Maybe that's so, but Jesus. How pretentious.
Anyway, Washington Post editorial person and part-time post-punk musician Justin Moyer put it much more elegantly in his recent op-ed piece when he pronounced: "Charlie Parker and John Zorn do not seem to occupy the same sonic universe, let alone belong in the same record bin or iTunes menu."
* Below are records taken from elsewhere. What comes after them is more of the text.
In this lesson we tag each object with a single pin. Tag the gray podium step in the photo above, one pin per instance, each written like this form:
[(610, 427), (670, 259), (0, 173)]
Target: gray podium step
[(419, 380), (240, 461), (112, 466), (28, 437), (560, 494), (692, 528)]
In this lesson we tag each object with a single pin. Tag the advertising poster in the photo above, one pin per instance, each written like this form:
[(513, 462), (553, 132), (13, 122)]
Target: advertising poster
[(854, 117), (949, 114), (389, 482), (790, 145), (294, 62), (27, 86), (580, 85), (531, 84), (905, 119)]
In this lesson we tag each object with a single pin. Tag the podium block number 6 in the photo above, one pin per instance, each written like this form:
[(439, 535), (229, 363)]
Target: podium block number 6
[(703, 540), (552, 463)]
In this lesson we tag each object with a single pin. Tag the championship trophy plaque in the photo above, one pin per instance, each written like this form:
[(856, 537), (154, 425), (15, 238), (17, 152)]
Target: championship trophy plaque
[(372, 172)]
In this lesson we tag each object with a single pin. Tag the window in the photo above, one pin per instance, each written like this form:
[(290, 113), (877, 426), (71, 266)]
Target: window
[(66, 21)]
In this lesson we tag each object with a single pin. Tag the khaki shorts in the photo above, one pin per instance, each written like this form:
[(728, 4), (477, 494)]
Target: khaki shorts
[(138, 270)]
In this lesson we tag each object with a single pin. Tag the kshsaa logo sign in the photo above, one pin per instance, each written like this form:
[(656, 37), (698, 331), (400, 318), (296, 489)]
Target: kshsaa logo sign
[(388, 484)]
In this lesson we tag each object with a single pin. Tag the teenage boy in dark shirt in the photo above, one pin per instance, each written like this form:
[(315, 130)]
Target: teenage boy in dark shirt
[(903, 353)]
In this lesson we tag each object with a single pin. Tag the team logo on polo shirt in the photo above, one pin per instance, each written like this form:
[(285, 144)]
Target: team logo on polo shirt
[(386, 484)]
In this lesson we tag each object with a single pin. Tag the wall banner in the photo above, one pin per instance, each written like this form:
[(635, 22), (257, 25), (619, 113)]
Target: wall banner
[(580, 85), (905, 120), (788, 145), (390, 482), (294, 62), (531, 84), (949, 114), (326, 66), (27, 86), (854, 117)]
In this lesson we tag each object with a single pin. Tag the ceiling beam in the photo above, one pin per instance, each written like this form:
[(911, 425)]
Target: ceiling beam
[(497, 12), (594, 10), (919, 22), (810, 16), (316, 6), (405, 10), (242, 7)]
As my old pal Lex G. might say, "YEP YEP." Here's alto saxophonist John Zorn playing with the Sonny Clark Memorial Quartet:
3) I Don't "Get" Your Aesthetic, And If You Don't Understand How That Invalidates Your Whole Project, I Feel Bad For You, Son, But That's No Reason For You To Become Unpleasant
In the aforementioned Washington Post piece, Moyer recalls studying jazz with the likes of Anthony Braxton, Pheeroan akLaff, and Jay Hoggard. "I appreciated that these generous African American men deigned to share their art at a quite white New England liberal-arts school," Moyers allows, and as you see there is not a trace of racist condescension in his nevertheless quite white reminiscence. Like he said, he appreciated it, but "I just didn’t get their aesthetic." And for an aesthetic to be valid, a white boy has to get it. In case you're interested in the aesthetic Moyer gets, well, here's the website for his band, which has a cute name. Also, in the words of Mark E. Smith, "You are working on a video project." Why doesn't this kind of stuff get grants? And also, you don't have to get so shirty, Amiri Baraka, or do I mean LeRoi Jones? I mean, really.